8) And speaking of worship, I’ve been pondering how worship among my students is so privatizedsort of like “having personal devotions in a group.” Is this a good thing? Is worship at its best a corporate thing or a personal thing? Certainly in heaven worship is corporate, What is corporate worship… and is there such a thing as when “the sum is greater than the parts”—when something different happens when a group worships together not as individuals – as sort of worship gestalt?

10) . I’ve been meditating a lot on the Bible and how we know what it means. The immature answer “It means clearly what it says” doesn’t work for me. I see too many Christians and denominations saying it means something different. So how do we know what it means? These questions of a bible hermeneutic are constantly on my mind the last five years—especially since I talk about it several hours a week with my colleague, Ken Schenck. As mentioned above, I see how the church has a role in determining what the Bible means, but I’ve got to think more about this before I write more on it. Right now I am objecting to the “original meaning” scholars who argue that the Bible can only mean what it originally meant. These scholars mock my students quoting Jeremiah as if God meant He actually had plans for them personally. This group of evangelical scholars argue that the meaning of the Bible is locked up in the original meaning—and SURPRISE—only they have the key, since the ordinary person can barely access the ancient meaning of the text, I am wondering if this is any better than the medieval Catholic church when the Pope controlled the meaning of the Bible. I’m increasingly being convinced the Bible can be read today by people today and God speaks through the Bible in ways the ancient writers would not even understand. This “Bible as sacrament” notion is how I was raised, how most of the evangelical church lives, and how all the most spiritual people I know use their Bible. Are all these folk wrong and the “original meaning mafia” right? Or is the “original meaning is the only meaning” crowd about to pass off into history as a new generation of (postmodern?) scholars rise up to scoff at their predecessors fetish with the original meaning—as if they could actually get it by their precious literary method. I’ve got to think a lot more on this because I’ll be getting some powerful Bible scholars at Asbury and elsewhere really mad if I write it. So I’ll just keep thinking about it.

15) Are we free to change sacraments? That is, can the church drop a “sacrament” or demote it and invent new ones? If a sacrament is a God-ordained means of grace—a channel through which God prefers to pour his power and grace—can God discard old sacraments like wineskins and raise up new one like holy laughter? Or more direct for revivalists like my own denomination, can we demote the sacrament of Holy Communion and replace it with personal devotions as the chief form of spiritual growth? And can we demote baptism and replace it with the altar call conversion as our new sacrament of induction into the kingdom? Or, is it OK for my students to consider “worship” (meaning the musical praise part of the service) as the primary sacrament—the primary channel of God’s changing grace for them today?

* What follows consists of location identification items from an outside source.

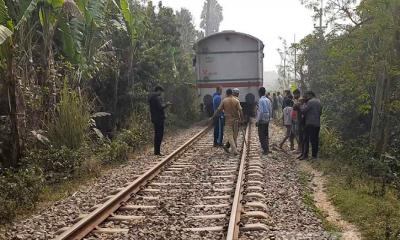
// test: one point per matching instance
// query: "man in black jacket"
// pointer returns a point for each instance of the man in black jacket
(312, 115)
(157, 111)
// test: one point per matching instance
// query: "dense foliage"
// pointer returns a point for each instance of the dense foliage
(211, 17)
(74, 82)
(353, 63)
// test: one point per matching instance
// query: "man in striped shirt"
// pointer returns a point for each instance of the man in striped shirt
(264, 113)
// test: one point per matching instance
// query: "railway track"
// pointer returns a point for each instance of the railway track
(188, 195)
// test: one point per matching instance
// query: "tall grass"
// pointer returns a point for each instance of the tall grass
(71, 122)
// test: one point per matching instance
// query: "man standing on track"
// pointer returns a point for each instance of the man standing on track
(264, 113)
(157, 111)
(312, 114)
(218, 120)
(280, 103)
(235, 93)
(231, 108)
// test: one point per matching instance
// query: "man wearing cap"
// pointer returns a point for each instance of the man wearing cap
(235, 93)
(231, 108)
(157, 112)
(219, 119)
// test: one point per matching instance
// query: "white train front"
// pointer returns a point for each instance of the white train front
(231, 60)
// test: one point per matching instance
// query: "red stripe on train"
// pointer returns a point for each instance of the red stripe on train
(231, 84)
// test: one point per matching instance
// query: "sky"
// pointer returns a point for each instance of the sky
(265, 19)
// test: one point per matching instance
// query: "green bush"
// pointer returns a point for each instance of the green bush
(331, 143)
(57, 164)
(71, 122)
(115, 152)
(19, 189)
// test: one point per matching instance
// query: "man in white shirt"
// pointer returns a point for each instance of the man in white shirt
(264, 114)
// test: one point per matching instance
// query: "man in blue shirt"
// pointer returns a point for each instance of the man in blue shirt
(219, 120)
(264, 114)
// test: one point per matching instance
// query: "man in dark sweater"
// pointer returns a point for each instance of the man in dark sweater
(157, 111)
(312, 115)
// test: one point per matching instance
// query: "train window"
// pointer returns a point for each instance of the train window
(250, 98)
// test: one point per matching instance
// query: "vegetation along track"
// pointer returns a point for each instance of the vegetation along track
(188, 195)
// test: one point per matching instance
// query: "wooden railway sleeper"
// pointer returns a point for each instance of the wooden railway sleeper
(254, 227)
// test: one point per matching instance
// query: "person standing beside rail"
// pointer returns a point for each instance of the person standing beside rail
(264, 112)
(231, 108)
(219, 119)
(287, 123)
(295, 117)
(312, 114)
(157, 112)
(274, 106)
(236, 93)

16) Should I even be thinking about these things? Is it good to think? Or is it dangerous? Should I spend more time dreaming up new programs for pastors to initiate in their local churches? These things I’m thinking about aren’t directly demanding in the “real life” local church. Has my thought life become representative of the ivory tower academic world more than grass roots local church? Is it a waste of time for me to think (and write) about such things?

2 comments:

Margaret Feinberg said...

So true.... struggling to figure out church for myself for so long... it's mystery, wonder and brokenness all wrapped up into one organic human affair...
I sometimes wonder if there are stages for people in our generation for understanding, accepting and being part of the modern church. Any thoughts anyone?

Keith Drury said...

excellent comments here--I should just read YOUR reader's comments instead of my own--good thinking.